The next question that we need to answer is how the above declines square up with aggregate Q3 venture capital trends. We’ll wait to get the final numbers to make that determination with confidence, but it wouldn’t shock us if we are seeing this market slow in excess of venture capital totals more generally.

But don’t cry for productivity software startups; some sectors may have it even worse. Edtech, for example, peaked earlier in deal terms (Q1 2021) and even earlier in dollar terms (Q4 2020), and is set to post its third consecutive quarterly decline in deal volume and fourth consecutive decline in dollar value.

Indeed, the entire software market is in retreat. A similar search highlighting companies tagged simply with “SaaS” shows sharp declines in deal and dollar terms, meaning that the larger genre of startup work that encompasses much of edtech and productivity software is not looking too healthy.

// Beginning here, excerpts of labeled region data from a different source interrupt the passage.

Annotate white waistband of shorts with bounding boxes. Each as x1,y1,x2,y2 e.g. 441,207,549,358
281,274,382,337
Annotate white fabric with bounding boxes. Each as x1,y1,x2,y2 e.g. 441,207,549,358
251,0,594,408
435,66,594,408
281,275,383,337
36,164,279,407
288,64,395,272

If we do find that venture totals are slowing less rapidly than the above categories, we’ll be able to say with some confidence that venture capitalists are pulling back and refocusing, even if it is unclear at the current moment precisely where those potential excess dollars may be flowing.

We suspect those categories could include climate tech, health tech, developer and designer tools, and, yes, web3. More data to come, but it appears that, at a minimum, we’re seeing startups that were previously the apple of investors’ eyes become something less attractive — perhaps to the benefit of other sectors. More to come when we get full Q3 data.